Le Pen, 48, has portrayed the ballot as a contest between "globalists" such as Macron, who back free trade and immigration, and "patriots" who defend national borders and identities.
She is hoping to spring a shock win that would resonate as widely as Britain´s decision to withdraw from the European Union or the unexpected victory of US President Donald Trump.
Macron, who topped the first round of the election on April 23, is the runaway favourite however, with polls giving him a lead of more than 20 points over Le Pen.
Most polling stations close at 1700 GMT, but those in big cities will stay open an hour longer. First estimated results will be published at 1800 GMT.
- ´World is watching´ -
Le Pen cast a ballot in her northern stronghold of Henin-Beaumont, where bare-breasted Femen activists climbed scaffolding on a church and unfurled a banner reading: "Power for Marine, despair for Marianne," referring to the symbol of France.
Macron and his wife Brigitte voted in the northern seaside resort of Le Touquet where they have a holiday home.
Both candidates later travelled to Paris to see in the results.
"The world is watching," said 32-year-old marketing worker Marie Piot as she voted in a working-class part of northwest Paris.
"After Brexit and Trump, it´s as if we are the last bastion of the Enlightenment," she said.
In a sign of the security jitters caused by a string of jihadist attacks since 2015, the square outside the Louvre Museum, where Macron will hold a victory party if elected, was evacuated on Sunday afternoon.
A spokesman for Macron´s En Marche (On The Move) movement said a suspicious package had been found.
Outgoing Socialist President Francois Hollande, who decided in December against seeking re-election, cast his ballot in his former electoral fiefdom of Tulle, in central France.
Hollande, who plucked Macron from virtual obscurity to name him economy minister in 2014, said voting "is always an important, significant act, heavy with consequences".
- ´Democratic destabilisation´ -
The last polls before the vote showed Macron extending his lead to around 62 percent to 38 percent over Le Pen after a bruising TV debate in which Macron was seen as the hands-down winner.

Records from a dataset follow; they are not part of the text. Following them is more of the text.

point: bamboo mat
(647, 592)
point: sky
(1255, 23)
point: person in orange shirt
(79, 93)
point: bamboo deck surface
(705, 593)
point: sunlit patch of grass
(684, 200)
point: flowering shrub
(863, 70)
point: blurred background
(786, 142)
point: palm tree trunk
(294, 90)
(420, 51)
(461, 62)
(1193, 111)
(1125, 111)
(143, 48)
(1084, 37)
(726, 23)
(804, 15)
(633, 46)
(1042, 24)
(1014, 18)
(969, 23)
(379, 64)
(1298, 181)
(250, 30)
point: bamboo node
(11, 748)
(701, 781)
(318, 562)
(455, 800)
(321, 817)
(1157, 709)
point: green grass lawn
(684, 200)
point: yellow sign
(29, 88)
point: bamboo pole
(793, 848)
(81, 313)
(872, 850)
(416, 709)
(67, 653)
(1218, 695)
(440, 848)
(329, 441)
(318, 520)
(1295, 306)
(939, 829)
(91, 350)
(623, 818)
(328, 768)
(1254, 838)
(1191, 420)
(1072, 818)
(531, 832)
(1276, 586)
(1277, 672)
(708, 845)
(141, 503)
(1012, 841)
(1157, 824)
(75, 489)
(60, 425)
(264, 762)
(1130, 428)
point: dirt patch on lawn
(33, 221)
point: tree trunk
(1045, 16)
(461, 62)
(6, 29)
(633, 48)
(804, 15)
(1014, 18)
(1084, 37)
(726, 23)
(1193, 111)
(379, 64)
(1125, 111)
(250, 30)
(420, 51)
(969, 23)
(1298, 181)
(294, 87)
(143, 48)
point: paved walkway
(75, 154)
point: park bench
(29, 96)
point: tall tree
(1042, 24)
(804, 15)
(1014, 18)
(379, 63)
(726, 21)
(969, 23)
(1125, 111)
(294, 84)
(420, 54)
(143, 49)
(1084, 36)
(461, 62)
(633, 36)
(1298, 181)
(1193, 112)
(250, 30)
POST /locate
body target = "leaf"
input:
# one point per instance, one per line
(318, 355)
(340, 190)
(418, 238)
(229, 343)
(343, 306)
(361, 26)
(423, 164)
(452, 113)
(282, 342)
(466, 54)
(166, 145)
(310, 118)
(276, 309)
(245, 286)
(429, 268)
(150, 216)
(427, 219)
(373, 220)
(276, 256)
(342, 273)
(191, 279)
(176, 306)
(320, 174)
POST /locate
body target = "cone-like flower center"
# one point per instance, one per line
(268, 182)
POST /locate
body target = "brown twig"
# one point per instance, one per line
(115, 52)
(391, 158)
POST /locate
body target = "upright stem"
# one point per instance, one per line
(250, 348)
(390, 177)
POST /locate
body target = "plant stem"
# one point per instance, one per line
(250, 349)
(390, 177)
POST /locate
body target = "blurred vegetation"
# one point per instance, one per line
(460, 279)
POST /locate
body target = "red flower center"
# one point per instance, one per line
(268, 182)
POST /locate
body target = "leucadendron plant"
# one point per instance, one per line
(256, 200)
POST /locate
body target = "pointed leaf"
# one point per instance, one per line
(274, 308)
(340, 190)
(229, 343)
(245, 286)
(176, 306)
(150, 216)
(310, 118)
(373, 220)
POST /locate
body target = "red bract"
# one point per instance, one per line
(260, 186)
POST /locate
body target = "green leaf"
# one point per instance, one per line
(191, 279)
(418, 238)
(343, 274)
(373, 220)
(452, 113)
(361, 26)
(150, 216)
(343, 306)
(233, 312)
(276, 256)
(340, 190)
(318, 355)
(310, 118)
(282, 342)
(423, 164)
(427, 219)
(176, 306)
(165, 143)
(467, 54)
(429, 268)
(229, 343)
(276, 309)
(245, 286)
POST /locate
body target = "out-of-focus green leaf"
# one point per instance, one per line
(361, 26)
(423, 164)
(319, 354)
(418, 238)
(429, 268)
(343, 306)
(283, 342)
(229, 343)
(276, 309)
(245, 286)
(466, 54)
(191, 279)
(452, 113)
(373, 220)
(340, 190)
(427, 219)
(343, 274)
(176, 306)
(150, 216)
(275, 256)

The hacking of his campaign was revealed on Friday evening. Paris prosecutors are investigating the attack, a source close to the case said Sunday.
Hundreds of thousands of emails and documents were dumped online and then spread by anti-secrecy group WikiLeaks, in what the candidate called an attempt at "democratic destabilisation".
France´s election authority said publishing the documents could be a criminal offence, a warning heeded by traditional media organisations.
- No traditional parties -
Whoever wins Sunday´s vote, it is set to cause profound change for France, the world´s sixth-biggest economy, a permanent member of the UN Security Council and a global military power.
It is the first time neither of the country´s traditional parties has a candidate in the final round of the presidential election under the modern French republic, founded in 1958.
Macron would be France´s youngest-ever president and was a virtual unknown before his two-year stint as economy minister, the launchpad for his presidential bid.
He left the Socialist government in August and formed his movement that he says is neither of the left nor the right and which has attracted 250,000 members.
Macron campaigned on pledges to ease labour laws, boost education in deprived areas and extend new protections to the self-employed.
He is also fervently pro-European and wants to re-energise the soon-to-be 27-member European Union, following Britain´s referendum vote last June to leave.
- Backlash against globalisation -
National Front leader Le Pen sees herself as part of the same backlash against globalisation that has emerged as a powerful theme in the United States and in recent elections in Britain, Austria and The Netherlands.
She has pledged to organise a referendum on withdrawing France from the EU and wants to scrap the euro, which she has dubbed a "currency of bankers".
Le Pen has also vowed to reduce net immigration to 10,000 people a year, crack down on outsourcing by multinationals, lower the retirement age and introduce hardline measures to tackle Islamist extremists.